Presented by Hub Theatre Company of Boston
Written by Trent England
Directed by Daniel Bourque
Stage management by Madeline Hartrich
and Kelsey Whipple
Sound Design by Kyle Lampe
Digital Design by Justin Lahue
Feb 20 – Feb 27 2021
Youtube Presentation
Boston, MA 02116
Hub on Facebook
Critique by Kitty Drexel
YOUTUBE — Anxiety is a feminist issue. Women are told they are too emotional, too sensitive, and too fragile. Our responses to stimuli are so criticized that we disbelieve our own experiences. We distrust our own instincts – no matter how perceptive.
Believing women is the basis for the #MeToo movement. Trust women, we say. The message should carry a caveat to emphasize that society must grant women the benefit of the doubt in all situations. Believe us when we’ve been assaulted and at other times, too. Believe us all the time.
Hub Theatre premiered Solitaire Suite by Trent England on February 20. Marty Mason is Celeste, a conscientious mother on a car ride with her husband Pete (Cristhian Mancinas) and their son, Tiger (Michael Lin). Celeste tells the viewer about how her family came across an unidentified flying object on their way home from retrieving Tiger from a failed sleepover. The family follows the UFO and has an unexpected engagement with the unknown.
Solitaire Suite is science fiction. The character Celeste delivers the events of the play in one stream-of-consciousness monologue with occasional interjections from Pete and even fewer from Tiger. We learn her hopes, dreams, frustrations, exultations, and fears in quick order and without censure. It’s a lot for a bystander to receive without judgement. But Celeste’s isn’t a disordered mind; It is a typical mind with typical shifting thoughts. Let the first person to have an uncluttered mind cast the first stone (and receive a lifetime membership to the yoga studio of their choice).
Celeste is a caring mother, a devoted wife, an exhausted woman who just wants to go home, put on her PJs and drink a glass of wine behind her iPad. Mason plays Celeste with genuine compassion and relatable acquiescence.

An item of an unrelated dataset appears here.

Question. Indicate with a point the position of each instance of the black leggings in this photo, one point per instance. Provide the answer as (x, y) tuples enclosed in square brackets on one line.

Mason is an earnest mother responding to her son’s embarrassment and a jubilant partner when Pete is tender with his son. Mason has us believing not just in UFOs but in their potential for family fun time.
Through her thoughtful performance, Mason makes Celeste an “everywoman,” not just a frustrated housewife. I have neither a husband nor a child, and I identified strongly with Mason’s personification of woman with both.
Mason does all of the heavy lifting in Solitaire Suite. Garcia and Lin are fine in their roles, but they aren’t especially memorable. The role of Pete is supportive in every aspect: Pete says his lines when he’s cued by Celeste; Garcia shows up on camera when Pete has an action to perform. It’s Celeste’s show and Pete, like a good costar, doesn’t steal focus. Tiger’s face is never seen. That Garcia cedes the spotlight to Mason tells us that Garcia is a good co-actor and that the video editor knew what they were doing.
The inter-scene tech feedback sounds and images by Kyle Lampe and Justin Lahue plant this production firmly in the science fiction genre. England’s script could possibly be ambiguously interpreted as a fictional drama about the dangers of technology without the work of Lampe and Lahue. Their distorted FM radio signals and pirouetting mobile phones leave no room for doubt.
It should take a work of science fiction to convince the human population to believe women, but it doesn’t hurt. There’s more than a kernel of truth in Solitaire Suite. It helps no one if we make women emotional gatekeepers and unreliable narrators of their own experience. If we can’t believe women when they react reasonably to uncertainty, then maybe its not women we should be doubting. Maybe its the people doubting them. (It is.)